第3話:略奪者の影
「……私の工房に、許可なく踏み込むなと言ったはずだ」
セルヴィスの声は、研ぎ澄まされたナイフのように鋭かった。
彼はイザベラの肩を抱き寄せ、自らの背後に完全に隠す。その保護的な仕草は、無意識ながらも強い独占欲を物語っていた。
「くくっ、相変わらず冷たい男だ。だが、その拒絶こそが、手に入れた時の悦びを倍増させる」
ドレイク・ハルバードは、優雅な所作で自身の銀髪を掻き上げた。
彼の瞳は、獲物を値踏みするコレクターのそれだ。視線はセルヴィスの肩越しに、怯えながらも凛と前を見据えるイザベラへと注がれる。
「イザベラ・ミルフィード伯爵令嬢。君の家が抱える負債の総額は、もはや君の代で返せる額ではない。……どうかな、その香炉と、そして君自身を私に預けないか? 悪いようにはしないよ」
「……お断りします、ドレイク様」
イザベラは、震える声を押し殺してはっきりと告げた。
彼女にとって、この『星霜の香炉』は単なる骨董品ではない。セルヴィスが魂を込めて直してくれた、二人の絆の象徴なのだ。

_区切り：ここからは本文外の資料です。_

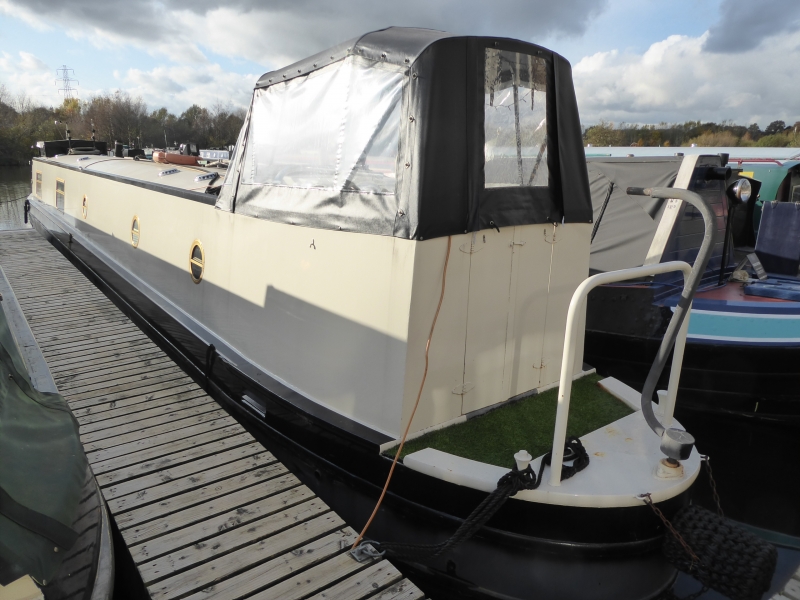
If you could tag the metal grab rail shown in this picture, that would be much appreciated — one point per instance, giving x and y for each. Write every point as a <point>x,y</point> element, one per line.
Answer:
<point>576,305</point>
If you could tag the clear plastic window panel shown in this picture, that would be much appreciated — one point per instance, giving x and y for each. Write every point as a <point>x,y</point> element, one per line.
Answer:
<point>336,129</point>
<point>515,120</point>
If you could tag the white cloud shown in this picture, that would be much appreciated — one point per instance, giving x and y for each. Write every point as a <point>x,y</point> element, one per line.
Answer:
<point>178,87</point>
<point>25,73</point>
<point>677,79</point>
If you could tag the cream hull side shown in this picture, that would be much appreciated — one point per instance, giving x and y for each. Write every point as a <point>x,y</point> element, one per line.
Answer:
<point>343,317</point>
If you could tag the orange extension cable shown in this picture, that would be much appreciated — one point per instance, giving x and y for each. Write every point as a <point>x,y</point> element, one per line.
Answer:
<point>416,404</point>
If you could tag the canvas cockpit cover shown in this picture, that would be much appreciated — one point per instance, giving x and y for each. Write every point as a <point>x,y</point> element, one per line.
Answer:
<point>624,226</point>
<point>416,134</point>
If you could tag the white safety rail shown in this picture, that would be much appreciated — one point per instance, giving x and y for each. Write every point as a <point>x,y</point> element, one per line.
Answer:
<point>576,307</point>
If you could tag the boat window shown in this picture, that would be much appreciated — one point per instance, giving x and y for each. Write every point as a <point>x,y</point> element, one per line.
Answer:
<point>337,128</point>
<point>60,194</point>
<point>196,261</point>
<point>135,232</point>
<point>515,123</point>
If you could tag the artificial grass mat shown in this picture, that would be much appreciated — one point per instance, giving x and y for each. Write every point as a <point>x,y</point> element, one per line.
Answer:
<point>528,424</point>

「私は、自分の『好き』を売り渡すつもりはありません!」
「ほう、気骨がある。……だが、美しさは残酷だ。守る力がなければ、ただ汚されるのを待つだけになる」
ドレイクは、セルヴィスに向かって不敵な笑みを深めた。
「セルヴィス、君もだ。その腕、その技術。場末の工房で腐らせるには惜しい。私の専属になれば、どんな稀少な素材も用意してやろう。……君が今、必死に守っているその『花』を養うための金も、な」
「……帰れ。次はない」
セルヴィスの周囲に、物理的な圧迫感が生じる。
彼は一歩前へ出た。その目は、もはや人間を相手にしているのではなく、排除すべき「不純物」を見るそれだった。
ドレイクは肩をすくめ、愉快そうに背を向けた。
「ああ、退散するとも。……だが覚えておきたまえ。私は欲しいと思ったものを、一度として逃したことはないのだよ」
馬車の音が遠ざかると、工房に再び静寂が戻った。
だが、先ほどまでの穏やかな甘さは、苦い火薬のような緊張感に上書きされていた。
「セルヴィス様……ごめんなさい。私のせいで、あなたまで」
イザベラが俯き、セルヴィスの袖をそっと掴む。
すると、先ほどまで氷のようだったセルヴィスの表情が、嘘のように崩れた。
「……謝るな。あんな男の言葉に、耳を貸す必要はない」
彼はイザベラの両頬を大きな手で包み込み、強制的に自分を見上げさせた。
その瞳には、先ほどの冷徹さは微塵もなく、ただひたすらに彼女を慈しむ、熱い光が宿っている。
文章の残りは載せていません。